GSEC is DoD 8570-approved, which means it's directly required for many U.S. defense and government contractor positions. If that's your target sector, this isn't a choice — the cert is the entry ticket. Same applies to certain compliance and audit roles where "SANS-certified" appears in the job posting.

Who Shouldn't Take GSEC

1. Anyone hoping to learn practical, hands-on offensive or defensive skills.

GSEC is breadth, not depth. You'll get exposed to five domains of security at the foundational level in networking, defense-in-depth, cryptography, Windows/Linux security, incident response basics. But you won't do much of any of them. If you want to actually break things, fix things, or run things in production, you'll learn more from a year of CTFs, TryHackMe paths, or hands-on labs at a fraction of the cost.

2. People who already hold CompTIA Security+ and are paying out of pocket.

Security+ and GSEC overlap heavily at the foundational level. If you already have Sec+, you're spending a lot of money for what's largely a more expensive version of what you already prove. Unless an employer specifically demands GSEC, the money is better spent on a more advanced or specialised cert (GCIH, OSCP, depending on direction) where you'd actually gain new ground.

3. Bug bounty hunters, red teamers, or anyone pursuing deeply technical specialisation.

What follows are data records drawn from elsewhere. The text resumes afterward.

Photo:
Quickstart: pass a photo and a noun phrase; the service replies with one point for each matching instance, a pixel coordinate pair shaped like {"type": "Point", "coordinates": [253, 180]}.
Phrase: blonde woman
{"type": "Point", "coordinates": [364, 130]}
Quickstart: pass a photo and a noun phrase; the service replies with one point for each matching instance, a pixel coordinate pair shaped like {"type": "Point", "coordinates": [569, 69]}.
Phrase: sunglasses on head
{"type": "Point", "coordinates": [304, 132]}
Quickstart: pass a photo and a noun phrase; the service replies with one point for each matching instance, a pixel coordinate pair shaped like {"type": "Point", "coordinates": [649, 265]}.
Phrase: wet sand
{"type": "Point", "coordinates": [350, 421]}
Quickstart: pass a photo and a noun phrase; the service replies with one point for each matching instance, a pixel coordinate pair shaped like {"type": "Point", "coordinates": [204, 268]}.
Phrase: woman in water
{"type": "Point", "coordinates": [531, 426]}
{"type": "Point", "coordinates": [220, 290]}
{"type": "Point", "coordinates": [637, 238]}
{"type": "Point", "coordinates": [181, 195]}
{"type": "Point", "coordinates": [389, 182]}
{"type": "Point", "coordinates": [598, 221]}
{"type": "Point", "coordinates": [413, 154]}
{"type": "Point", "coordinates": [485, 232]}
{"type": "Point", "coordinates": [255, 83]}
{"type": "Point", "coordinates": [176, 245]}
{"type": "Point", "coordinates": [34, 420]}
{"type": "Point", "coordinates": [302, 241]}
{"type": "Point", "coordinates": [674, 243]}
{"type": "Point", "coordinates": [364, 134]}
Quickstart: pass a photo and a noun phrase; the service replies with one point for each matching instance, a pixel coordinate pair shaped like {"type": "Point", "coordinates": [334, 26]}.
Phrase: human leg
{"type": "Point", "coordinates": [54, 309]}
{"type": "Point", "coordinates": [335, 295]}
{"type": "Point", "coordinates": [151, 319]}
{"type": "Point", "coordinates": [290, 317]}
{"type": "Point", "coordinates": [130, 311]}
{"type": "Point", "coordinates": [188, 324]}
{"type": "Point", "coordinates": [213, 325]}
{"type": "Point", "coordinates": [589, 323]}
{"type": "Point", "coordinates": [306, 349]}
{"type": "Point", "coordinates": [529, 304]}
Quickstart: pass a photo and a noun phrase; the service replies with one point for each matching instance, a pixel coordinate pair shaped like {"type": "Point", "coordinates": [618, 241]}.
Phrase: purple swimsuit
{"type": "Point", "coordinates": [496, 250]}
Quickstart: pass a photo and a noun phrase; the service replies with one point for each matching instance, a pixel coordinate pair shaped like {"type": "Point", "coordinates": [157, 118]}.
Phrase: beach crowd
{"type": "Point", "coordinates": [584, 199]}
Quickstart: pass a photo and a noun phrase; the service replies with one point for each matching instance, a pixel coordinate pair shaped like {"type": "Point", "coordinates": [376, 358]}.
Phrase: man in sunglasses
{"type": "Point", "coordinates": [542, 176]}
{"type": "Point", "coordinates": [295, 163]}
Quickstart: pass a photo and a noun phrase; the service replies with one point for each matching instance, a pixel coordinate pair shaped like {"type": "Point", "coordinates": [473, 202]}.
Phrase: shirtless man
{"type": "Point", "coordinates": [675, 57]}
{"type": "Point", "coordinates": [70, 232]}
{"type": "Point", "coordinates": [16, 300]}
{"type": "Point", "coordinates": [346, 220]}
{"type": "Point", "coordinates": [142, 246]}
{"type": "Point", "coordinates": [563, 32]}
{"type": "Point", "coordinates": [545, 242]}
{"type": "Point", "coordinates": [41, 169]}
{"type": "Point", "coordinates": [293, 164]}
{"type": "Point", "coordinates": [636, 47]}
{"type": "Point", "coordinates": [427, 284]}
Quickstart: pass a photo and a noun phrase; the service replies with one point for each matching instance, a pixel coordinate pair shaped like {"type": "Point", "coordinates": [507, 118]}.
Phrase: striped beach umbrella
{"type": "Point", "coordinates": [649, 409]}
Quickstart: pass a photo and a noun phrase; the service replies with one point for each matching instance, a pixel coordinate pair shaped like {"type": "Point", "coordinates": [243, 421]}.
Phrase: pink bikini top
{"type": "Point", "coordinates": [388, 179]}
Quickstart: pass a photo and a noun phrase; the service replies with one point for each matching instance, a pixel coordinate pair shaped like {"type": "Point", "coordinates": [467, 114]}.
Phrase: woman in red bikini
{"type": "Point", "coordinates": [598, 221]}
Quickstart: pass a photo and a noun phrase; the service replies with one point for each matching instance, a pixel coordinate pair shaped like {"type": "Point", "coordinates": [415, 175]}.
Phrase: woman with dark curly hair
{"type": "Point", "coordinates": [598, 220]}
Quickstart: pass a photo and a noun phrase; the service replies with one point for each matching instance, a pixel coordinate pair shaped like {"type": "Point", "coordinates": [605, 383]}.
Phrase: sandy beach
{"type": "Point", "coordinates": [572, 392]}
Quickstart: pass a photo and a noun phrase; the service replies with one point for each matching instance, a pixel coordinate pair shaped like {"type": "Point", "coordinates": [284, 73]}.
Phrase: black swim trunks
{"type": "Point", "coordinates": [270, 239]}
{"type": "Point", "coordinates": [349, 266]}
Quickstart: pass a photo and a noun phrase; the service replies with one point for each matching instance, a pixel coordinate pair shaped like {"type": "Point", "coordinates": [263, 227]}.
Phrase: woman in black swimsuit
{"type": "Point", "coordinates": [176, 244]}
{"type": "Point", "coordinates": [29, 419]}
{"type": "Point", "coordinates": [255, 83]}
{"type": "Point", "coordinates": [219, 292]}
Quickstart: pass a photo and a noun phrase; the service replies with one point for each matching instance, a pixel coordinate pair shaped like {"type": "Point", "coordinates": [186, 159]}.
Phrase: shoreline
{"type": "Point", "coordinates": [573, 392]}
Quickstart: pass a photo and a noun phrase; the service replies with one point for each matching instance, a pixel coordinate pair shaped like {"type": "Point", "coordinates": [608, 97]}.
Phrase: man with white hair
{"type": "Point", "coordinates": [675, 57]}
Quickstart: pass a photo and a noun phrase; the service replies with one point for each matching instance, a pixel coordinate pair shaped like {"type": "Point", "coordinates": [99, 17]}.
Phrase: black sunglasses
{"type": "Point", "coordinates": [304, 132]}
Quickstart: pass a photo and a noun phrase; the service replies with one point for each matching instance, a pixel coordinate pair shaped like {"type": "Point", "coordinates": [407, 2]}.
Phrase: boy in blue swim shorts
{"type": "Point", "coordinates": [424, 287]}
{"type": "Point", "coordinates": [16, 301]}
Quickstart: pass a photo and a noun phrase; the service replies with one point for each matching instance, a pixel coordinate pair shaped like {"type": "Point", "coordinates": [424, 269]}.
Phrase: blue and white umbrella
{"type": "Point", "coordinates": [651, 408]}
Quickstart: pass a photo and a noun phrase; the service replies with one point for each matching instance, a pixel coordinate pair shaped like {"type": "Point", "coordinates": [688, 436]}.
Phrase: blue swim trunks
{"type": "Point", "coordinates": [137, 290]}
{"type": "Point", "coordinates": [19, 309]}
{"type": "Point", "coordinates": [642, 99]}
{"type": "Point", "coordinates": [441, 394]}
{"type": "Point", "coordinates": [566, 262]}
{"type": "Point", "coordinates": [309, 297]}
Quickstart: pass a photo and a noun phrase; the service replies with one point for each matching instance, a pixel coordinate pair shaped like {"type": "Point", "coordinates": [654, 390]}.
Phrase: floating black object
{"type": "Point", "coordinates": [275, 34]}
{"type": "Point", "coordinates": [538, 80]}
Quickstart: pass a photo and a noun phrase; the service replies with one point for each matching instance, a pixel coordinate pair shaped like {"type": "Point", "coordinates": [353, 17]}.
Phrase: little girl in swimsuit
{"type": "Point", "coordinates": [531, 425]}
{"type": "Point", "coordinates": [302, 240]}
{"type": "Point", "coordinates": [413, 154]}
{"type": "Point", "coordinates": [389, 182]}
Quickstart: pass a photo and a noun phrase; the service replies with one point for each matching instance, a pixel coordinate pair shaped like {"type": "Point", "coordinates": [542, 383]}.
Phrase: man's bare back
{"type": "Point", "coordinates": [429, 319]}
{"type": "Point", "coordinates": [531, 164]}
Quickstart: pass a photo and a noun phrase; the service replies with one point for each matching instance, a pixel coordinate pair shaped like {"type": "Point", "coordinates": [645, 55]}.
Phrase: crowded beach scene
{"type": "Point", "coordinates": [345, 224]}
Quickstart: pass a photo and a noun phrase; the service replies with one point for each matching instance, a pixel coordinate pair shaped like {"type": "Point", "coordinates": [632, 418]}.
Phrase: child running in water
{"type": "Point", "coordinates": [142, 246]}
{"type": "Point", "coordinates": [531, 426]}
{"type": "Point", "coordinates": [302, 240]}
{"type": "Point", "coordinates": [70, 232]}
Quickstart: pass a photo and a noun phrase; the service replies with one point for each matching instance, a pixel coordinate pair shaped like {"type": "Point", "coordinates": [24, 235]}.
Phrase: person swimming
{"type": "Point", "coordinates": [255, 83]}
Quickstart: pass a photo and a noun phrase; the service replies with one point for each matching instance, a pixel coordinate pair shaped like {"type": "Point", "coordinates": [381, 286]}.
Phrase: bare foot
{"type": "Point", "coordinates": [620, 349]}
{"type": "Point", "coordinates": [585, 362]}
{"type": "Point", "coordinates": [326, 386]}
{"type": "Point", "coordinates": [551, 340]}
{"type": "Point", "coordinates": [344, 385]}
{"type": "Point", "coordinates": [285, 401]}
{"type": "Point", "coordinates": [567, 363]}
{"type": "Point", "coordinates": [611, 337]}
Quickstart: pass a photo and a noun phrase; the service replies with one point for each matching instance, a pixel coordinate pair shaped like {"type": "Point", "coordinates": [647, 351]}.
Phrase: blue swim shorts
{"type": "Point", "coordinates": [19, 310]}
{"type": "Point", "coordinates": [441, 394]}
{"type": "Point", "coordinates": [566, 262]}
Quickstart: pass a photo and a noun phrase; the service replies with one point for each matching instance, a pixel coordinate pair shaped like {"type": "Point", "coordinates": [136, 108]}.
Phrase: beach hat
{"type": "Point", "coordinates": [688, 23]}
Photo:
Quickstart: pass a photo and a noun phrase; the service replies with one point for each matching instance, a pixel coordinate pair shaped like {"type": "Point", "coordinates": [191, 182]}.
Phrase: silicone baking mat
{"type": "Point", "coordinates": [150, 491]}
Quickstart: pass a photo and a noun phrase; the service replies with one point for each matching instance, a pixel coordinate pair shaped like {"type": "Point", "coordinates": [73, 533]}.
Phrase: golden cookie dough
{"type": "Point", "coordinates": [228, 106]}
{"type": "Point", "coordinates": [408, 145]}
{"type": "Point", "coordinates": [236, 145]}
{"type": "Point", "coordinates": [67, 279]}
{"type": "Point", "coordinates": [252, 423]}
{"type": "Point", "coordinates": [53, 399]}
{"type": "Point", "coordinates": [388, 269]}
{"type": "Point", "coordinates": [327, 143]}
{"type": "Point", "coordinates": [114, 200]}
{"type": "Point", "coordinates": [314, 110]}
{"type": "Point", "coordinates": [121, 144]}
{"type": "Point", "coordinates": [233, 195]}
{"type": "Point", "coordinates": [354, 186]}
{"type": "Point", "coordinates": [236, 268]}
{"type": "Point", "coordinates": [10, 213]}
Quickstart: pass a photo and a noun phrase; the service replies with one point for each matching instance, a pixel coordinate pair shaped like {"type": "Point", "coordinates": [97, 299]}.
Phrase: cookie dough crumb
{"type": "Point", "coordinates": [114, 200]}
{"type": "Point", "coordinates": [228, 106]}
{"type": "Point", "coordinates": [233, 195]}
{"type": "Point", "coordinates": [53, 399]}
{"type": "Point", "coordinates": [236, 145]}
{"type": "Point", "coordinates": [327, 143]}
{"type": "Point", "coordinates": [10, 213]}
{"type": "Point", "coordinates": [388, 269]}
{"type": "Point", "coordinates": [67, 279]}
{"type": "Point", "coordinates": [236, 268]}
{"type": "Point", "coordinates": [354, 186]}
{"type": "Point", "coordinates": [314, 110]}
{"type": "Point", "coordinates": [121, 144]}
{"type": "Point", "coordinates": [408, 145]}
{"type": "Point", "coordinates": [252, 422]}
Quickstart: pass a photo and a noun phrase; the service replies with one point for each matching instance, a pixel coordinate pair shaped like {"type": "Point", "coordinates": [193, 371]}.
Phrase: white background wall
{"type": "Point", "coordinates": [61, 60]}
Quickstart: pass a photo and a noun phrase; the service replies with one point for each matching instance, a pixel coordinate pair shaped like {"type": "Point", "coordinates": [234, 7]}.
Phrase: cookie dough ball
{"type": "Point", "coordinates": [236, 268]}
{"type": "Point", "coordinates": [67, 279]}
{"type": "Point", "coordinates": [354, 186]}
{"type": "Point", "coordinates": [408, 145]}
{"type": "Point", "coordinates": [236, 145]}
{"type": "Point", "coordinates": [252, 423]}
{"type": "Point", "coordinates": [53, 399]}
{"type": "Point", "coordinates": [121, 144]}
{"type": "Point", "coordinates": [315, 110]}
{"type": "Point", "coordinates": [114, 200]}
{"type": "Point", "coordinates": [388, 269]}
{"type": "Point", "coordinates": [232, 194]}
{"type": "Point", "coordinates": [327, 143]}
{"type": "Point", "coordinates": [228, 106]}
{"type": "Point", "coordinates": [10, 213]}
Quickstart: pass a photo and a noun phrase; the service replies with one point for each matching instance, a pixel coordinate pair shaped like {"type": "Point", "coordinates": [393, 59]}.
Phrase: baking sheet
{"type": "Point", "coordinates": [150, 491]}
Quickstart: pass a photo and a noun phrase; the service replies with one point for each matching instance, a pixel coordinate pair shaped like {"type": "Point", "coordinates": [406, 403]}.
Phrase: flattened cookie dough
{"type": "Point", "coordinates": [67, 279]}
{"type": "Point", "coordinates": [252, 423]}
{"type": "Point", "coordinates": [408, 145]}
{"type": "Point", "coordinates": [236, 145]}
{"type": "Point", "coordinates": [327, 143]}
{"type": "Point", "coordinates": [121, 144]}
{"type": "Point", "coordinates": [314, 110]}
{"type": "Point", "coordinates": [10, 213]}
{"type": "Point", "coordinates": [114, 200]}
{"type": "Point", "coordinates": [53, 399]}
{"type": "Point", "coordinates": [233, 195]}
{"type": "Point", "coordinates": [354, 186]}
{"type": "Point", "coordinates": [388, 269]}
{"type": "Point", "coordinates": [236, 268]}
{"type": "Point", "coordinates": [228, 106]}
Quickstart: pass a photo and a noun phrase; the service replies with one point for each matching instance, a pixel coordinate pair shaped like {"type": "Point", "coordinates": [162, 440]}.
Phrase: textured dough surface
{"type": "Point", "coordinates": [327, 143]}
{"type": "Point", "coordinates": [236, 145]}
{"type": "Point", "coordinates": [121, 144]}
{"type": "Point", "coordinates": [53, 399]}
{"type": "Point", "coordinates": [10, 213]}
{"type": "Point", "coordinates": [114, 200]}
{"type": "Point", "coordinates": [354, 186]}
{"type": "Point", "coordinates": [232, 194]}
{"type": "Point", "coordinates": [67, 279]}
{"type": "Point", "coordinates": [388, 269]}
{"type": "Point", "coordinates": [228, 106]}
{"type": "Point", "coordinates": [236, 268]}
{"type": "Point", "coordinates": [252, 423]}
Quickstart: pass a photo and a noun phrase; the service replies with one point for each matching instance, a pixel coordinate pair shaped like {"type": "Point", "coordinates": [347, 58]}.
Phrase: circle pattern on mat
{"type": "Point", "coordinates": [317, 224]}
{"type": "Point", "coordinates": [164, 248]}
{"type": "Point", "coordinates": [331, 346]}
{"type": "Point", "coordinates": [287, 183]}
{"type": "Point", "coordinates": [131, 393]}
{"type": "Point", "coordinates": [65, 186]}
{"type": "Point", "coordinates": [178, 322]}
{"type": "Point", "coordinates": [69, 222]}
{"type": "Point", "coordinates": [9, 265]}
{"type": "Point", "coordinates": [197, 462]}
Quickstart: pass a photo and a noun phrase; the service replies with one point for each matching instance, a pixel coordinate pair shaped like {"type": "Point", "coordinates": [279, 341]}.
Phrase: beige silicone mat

If your career path is specialisation — bug hunting, pentesting, malware analysis, reverse engineering — GSEC is the wrong instrument. The relevant certs for those tracks (OSCP, OSWE, GREM, GXPN) test what you can actually do, not what you can find in an index. Spend the money there. GSEC won't hurt you on a CV in those tracks, but it won't help you do the work either.

Final Thoughts: GSEC Is a Signal, Not a Skill

Here's what I came away with after 92%: GSEC tells employers I can study, retrieve information under pressure, and finish what I start. That's not nothing, those are still real signals, and hiring managers read them correctly.

But it doesn't tell anyone, including me, that I can actually do security work. That comes from somewhere else. From CTFs, real systems, bug bounty, hands-on practice, breaking things and fixing them. GSEC isn't designed to deliver that, and expecting it to, is where most of the disappointment with this cert comes from.

So is GSEC worth it? Yes, if you understand what you're buying: a respected credential that opens doors, signals seriousness to employers, and gets you past HR filters in security hiring. No, if you're expecting it to make you a security practitioner on its own.

Take it for what it is. Use it for what it does. Build the actual skill elsewhere.